Editor:
It is time to open businesses in Rio Rancho with the nationwide virus recommendations in place for the protection of workers and patrons.
Here are several considerations to support opening up all businesses:
- New Mexico in general is not a hotbed of virus cases.
- The doctors from the federal task force have noted that with the summer temperatures and UV light, the virus lives only seconds to a few minutes.
- Our hospitals are not being overrun with virus cases.
- New York Gov. Cuomo noted on one of his press conferences that 66 percent of his cases came from home-bound shut-ins, (effectively everybody was under quarantine).
- The virus affects the elderly and people with underlying conditions the most.
As this “pandemic” has progressed, the medical staff, as well as all of us, have learned what is required to survive.
Every business is essential one way or another. Each business is there to support the patrons that need that service along with the employees that need the economic and personal benefits that the business owner supplies.

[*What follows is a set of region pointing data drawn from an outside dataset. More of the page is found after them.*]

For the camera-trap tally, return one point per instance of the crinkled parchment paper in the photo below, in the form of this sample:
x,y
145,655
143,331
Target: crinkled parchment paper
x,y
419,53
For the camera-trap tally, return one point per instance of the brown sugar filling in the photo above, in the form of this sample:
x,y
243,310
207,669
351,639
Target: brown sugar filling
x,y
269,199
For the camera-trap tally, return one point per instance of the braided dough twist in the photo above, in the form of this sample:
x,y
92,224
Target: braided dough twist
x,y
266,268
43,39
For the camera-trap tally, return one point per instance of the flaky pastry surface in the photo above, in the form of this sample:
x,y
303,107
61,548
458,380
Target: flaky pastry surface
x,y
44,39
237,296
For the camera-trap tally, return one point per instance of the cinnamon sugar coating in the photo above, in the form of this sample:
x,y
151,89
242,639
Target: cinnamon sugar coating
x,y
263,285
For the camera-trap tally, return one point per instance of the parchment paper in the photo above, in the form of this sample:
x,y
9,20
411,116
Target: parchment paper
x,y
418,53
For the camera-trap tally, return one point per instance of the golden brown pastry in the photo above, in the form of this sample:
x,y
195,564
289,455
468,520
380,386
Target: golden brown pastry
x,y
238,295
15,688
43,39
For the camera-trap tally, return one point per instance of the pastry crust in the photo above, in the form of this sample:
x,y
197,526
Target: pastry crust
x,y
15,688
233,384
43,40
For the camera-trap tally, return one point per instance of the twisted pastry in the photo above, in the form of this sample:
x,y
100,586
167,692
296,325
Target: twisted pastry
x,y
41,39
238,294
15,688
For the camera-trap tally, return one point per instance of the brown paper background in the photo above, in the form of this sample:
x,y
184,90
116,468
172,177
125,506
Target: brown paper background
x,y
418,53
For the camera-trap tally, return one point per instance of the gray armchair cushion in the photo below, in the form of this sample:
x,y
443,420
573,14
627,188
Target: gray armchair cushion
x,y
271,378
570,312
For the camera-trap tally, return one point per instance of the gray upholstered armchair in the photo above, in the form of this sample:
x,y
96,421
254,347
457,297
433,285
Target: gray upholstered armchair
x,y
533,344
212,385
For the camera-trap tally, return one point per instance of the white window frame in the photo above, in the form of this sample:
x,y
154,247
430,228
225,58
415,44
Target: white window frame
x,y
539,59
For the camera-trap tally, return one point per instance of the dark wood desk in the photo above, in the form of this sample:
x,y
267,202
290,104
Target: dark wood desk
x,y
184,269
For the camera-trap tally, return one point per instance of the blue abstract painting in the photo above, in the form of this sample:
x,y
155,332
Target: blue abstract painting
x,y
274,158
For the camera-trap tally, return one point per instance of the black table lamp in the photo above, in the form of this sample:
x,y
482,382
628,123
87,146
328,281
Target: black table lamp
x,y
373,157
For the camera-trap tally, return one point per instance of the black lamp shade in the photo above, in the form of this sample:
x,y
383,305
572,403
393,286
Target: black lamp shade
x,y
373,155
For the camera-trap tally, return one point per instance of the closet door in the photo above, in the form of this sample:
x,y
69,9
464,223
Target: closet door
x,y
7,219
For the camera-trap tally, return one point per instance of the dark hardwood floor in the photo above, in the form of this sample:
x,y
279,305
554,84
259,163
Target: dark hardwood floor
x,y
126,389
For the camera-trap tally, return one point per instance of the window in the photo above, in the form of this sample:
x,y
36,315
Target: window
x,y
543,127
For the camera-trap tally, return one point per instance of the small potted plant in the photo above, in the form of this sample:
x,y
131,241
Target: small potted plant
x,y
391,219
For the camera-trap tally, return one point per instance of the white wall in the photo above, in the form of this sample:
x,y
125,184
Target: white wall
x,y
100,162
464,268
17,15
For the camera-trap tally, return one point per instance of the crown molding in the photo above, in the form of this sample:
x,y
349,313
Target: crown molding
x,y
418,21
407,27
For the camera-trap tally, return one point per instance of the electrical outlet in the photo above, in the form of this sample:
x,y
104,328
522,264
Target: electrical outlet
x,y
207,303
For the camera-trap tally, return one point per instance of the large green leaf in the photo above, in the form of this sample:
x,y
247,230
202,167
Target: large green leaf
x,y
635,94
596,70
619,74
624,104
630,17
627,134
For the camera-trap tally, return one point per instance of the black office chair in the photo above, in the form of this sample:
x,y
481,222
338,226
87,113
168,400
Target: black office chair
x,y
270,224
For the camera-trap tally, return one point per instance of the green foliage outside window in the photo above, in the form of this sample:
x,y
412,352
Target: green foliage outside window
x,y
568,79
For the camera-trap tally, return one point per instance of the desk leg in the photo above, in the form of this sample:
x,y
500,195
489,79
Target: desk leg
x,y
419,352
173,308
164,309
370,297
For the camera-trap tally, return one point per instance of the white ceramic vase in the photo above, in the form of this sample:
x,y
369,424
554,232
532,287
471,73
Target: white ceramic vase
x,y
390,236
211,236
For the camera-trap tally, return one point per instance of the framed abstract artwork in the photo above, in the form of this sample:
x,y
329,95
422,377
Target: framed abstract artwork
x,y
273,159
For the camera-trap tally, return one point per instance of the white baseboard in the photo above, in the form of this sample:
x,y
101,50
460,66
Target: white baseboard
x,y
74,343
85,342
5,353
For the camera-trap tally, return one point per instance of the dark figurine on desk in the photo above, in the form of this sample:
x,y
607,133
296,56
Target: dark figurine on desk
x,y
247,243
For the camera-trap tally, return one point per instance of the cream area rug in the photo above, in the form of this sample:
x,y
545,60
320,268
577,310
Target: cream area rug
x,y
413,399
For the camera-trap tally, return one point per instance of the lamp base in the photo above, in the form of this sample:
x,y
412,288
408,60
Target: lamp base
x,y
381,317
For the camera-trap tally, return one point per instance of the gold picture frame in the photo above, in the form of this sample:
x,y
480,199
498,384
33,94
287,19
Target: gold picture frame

Who decides which businesses should survive and die? It may be too late for some of them and may take years to recoup for the rest.
Even with the best intentions, not everything was thoroughly thought through. For instance, the truck drivers that deliver your food and toilet paper are not allowed to eat at full-service truck-stop restaurants, take showers, take their 10-hour required rest stop in rest areas (because they were closed), among other offensive requirements.
There is no such thing as 100 percent safety/guarantee for anything that any living person encounters in any and everyday activities. It is my responsibility to protect me and those around me, not the government’s to protect me from me.
This “pandemic” has put excessive power, in my opinion, into the governors’, mayors’ and law enforcement’s hands that the citizens of the United States need and must reclaim. Case in point is the salon owner in Texas who was thrown in jail (with active virus cases within the inmates) for reopening her business several days earlier than the Texas date allowed because she wanted to feed her family.
Another example is right here in our own backyard with the mayor in Grants trying to reopen his city’s businesses.
It is absolutely essential that all businesses open up as soon as possible (with the recommended social distancing and other safety practices in place) to get our economy and our personal wellbeing back on track as a nation before it is too late.